Using a power point presentation, the panel began with a review of the two acts and their subsequent implementation. The discussion continued with an explanation of why physicians, as gatekeepers to patient registration, are a key to maintaining program integrity. Another key link, how patients access medical marijuana, was identified. Everything from producers to dispensing facilities was reviewed, including how the plants are grown, processed into various forms, packaged, and labeled. Every step along the way, every grower, producer, dispensing facility, and medical provider must be licensed and follow stringent regulations.

In the second half of the session, Mr. Black discussed the challenges to insuring the medical marijuana industry. He identified seven specific challenges.

  • It is a newly emerging, fast-growing industry.
  • The U.S. Federal Government has marijuana as a schedule 1 drug, meaning that transportation across state lines can result in federal criminal prosecution.
  • 22 states and D.C. allow for medical marijuana growth and distribution; however, differences in regulations exist between states.
  • Marijuana is a product that lacks sufficient U.S. research regarding medical benefits.
  • A myriad of insurance coverages will be needed to manage the broad range of exposures and risks faced by growers, dispensers, and others in the industry (e.g., workers compensation, property, crop, general liability, professional liability, D&O, crime, transit, auto, cyber, etc.).
  • U.S. domestic insurers are, for the most part, standing on the sidelines citing shareholder perception concerns and federal government concerns. (Lloyd’s of London withdrew from offering future coverage for the U.S. marijuana industry until the U.S. Federal Government changes its position.)
  • There is a lack of insurance market availability, capacity, and coverage that adequately addresses the exposures to loss for the industry. A lack of historical, credible loss data is often cited as one of the reasons.
  • In view of the lack of traditional insurance availability, what potential alternative risk solutions exist that can provide a viable solution?

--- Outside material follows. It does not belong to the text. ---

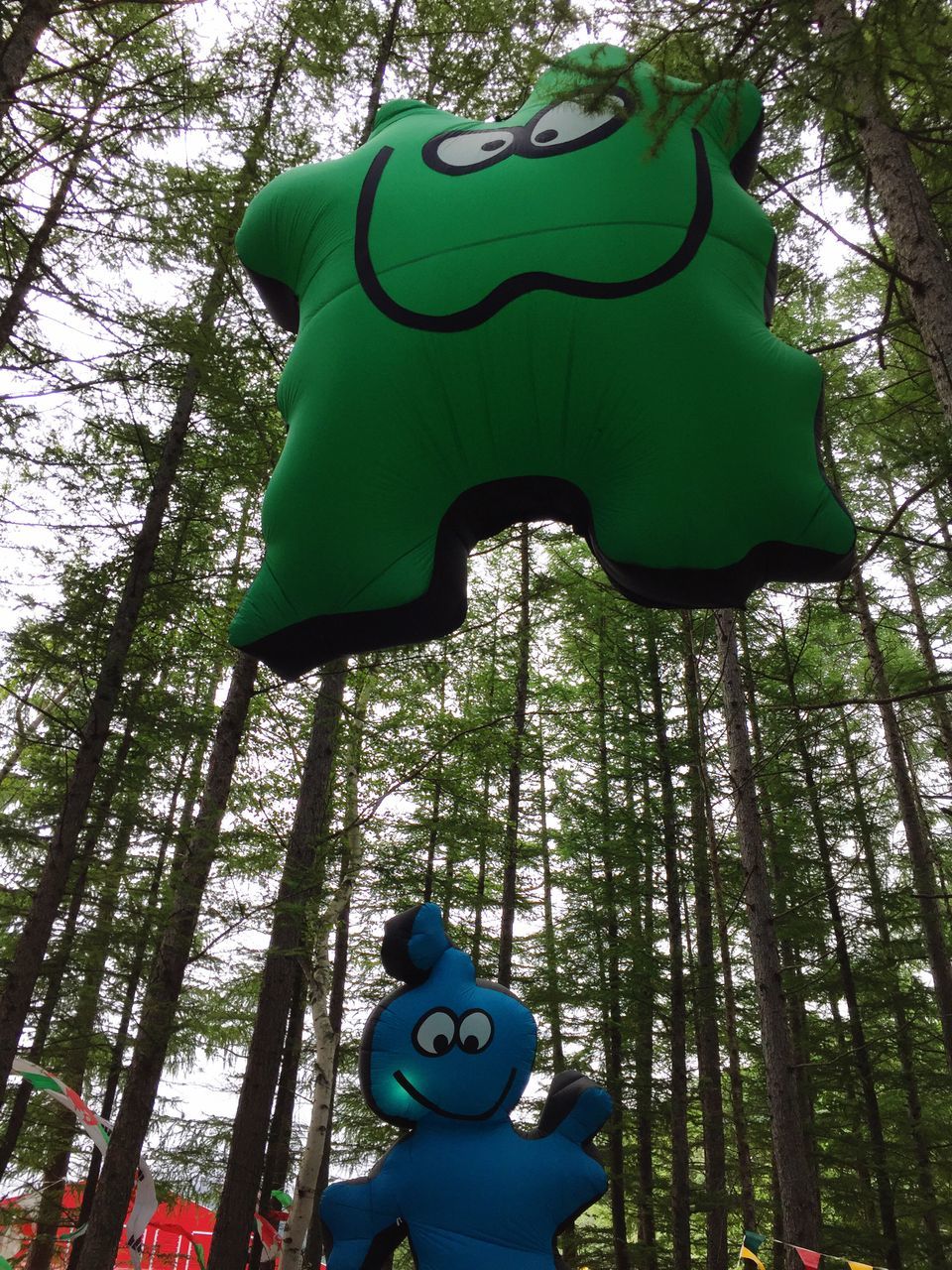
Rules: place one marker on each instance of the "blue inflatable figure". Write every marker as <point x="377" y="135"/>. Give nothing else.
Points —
<point x="448" y="1057"/>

A discussion of captive insurance as the answer to the final challenge ended the session. Mr. Nicholas began with a general review of captive insurance, including a definition, the different types, and the insurance objectives of a captive program. The discussion then launched into the specifics for the medical marijuana industry. He broke it into three categories: businesses, which included everything from cultivation facilities to dispensaries; exposures, such as fire, vandalism, and theft; and the types of coverage needed, such as workers compensation, professional and general liability, product and cyber-liability, and business interruption.

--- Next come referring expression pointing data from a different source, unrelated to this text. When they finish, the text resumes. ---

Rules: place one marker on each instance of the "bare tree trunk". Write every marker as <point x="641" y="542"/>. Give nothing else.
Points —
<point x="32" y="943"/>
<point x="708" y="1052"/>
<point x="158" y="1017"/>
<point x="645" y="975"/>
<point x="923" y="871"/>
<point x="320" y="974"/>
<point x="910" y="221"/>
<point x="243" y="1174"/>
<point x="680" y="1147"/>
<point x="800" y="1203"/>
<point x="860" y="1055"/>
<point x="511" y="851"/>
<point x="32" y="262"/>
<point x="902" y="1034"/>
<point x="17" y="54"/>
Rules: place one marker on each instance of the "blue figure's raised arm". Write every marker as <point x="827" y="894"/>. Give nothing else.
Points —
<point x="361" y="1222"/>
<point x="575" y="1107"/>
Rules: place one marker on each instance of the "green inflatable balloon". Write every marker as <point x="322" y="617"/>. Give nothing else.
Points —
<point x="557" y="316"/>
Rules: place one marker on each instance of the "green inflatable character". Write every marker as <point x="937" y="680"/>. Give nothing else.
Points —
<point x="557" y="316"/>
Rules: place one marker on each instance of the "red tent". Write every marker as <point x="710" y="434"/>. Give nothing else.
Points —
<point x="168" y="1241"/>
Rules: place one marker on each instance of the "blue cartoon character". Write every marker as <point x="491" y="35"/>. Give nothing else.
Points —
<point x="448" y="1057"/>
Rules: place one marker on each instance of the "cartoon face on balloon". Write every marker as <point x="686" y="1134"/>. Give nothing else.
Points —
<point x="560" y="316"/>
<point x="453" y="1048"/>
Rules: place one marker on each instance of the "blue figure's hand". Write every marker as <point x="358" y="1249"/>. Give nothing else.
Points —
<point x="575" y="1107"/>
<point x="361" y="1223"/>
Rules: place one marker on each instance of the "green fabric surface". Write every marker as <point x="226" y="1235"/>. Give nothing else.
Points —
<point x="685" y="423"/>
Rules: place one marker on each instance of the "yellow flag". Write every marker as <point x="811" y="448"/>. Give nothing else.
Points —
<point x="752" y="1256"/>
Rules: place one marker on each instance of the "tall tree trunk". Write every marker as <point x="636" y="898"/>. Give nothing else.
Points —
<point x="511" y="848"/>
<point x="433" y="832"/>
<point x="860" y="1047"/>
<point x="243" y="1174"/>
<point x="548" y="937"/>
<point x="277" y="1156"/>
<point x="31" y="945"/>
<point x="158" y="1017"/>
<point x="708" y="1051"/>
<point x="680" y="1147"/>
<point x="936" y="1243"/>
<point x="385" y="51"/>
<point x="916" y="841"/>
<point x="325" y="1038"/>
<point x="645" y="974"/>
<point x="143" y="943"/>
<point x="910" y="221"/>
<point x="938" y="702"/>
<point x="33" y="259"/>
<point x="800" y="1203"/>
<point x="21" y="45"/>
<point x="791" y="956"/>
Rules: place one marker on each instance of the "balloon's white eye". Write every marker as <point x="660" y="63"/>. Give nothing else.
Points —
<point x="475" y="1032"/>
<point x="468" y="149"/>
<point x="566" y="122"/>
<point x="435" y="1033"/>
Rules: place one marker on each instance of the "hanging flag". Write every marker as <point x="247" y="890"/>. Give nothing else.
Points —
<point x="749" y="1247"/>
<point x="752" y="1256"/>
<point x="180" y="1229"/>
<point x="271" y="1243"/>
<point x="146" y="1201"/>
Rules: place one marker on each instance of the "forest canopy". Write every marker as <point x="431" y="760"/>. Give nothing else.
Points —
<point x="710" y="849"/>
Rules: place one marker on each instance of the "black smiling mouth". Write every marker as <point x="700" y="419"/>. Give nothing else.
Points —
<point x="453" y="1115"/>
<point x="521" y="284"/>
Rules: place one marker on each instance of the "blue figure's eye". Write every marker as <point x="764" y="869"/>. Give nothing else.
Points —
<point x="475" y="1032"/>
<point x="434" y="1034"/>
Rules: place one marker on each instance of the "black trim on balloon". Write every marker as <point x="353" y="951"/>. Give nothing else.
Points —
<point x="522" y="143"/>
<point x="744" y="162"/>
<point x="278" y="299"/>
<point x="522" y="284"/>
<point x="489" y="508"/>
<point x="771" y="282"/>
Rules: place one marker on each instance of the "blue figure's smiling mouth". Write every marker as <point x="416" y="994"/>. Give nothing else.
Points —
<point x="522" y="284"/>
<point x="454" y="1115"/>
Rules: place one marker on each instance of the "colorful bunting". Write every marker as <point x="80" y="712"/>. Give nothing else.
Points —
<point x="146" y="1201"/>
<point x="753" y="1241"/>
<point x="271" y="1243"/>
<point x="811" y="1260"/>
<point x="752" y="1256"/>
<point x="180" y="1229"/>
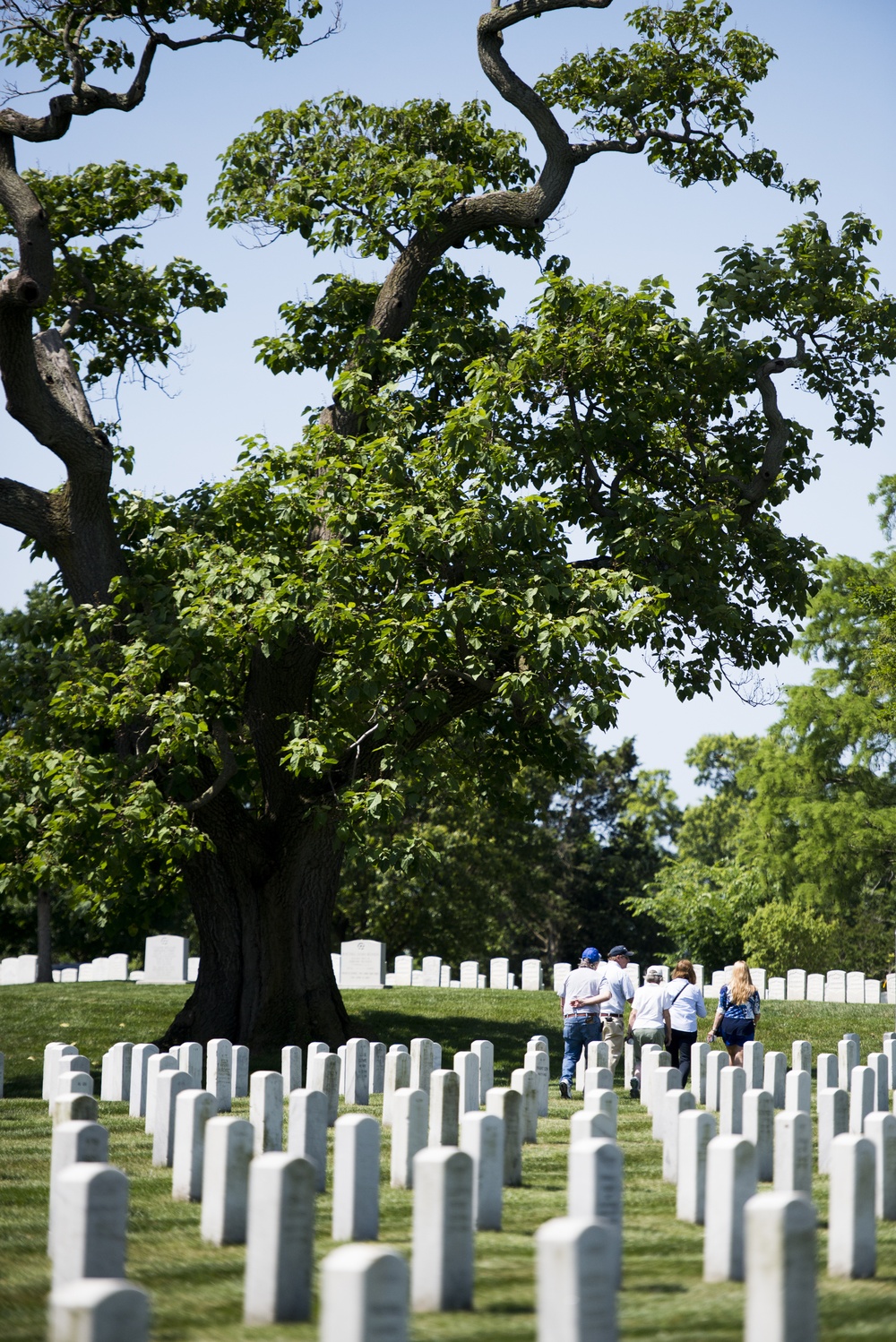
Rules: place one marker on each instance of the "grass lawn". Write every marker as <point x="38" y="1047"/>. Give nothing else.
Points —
<point x="196" y="1288"/>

According to the 2016 Fortune Magazine article "Legal Marijuana Sales Could Hit $6.7 Billion in 2016," written by Tom Huddleston, Jr., by the end of 2016, the sale of legal marijuana, which includes the medical marijuana industry, is expected to grow to $6.7 billion. And it is expected to grow by 300 percent over the next 4 years. This is an opportunity for the captive insurance industry to step in, be the leader, and offer this emerging industry the risk solutions it needs.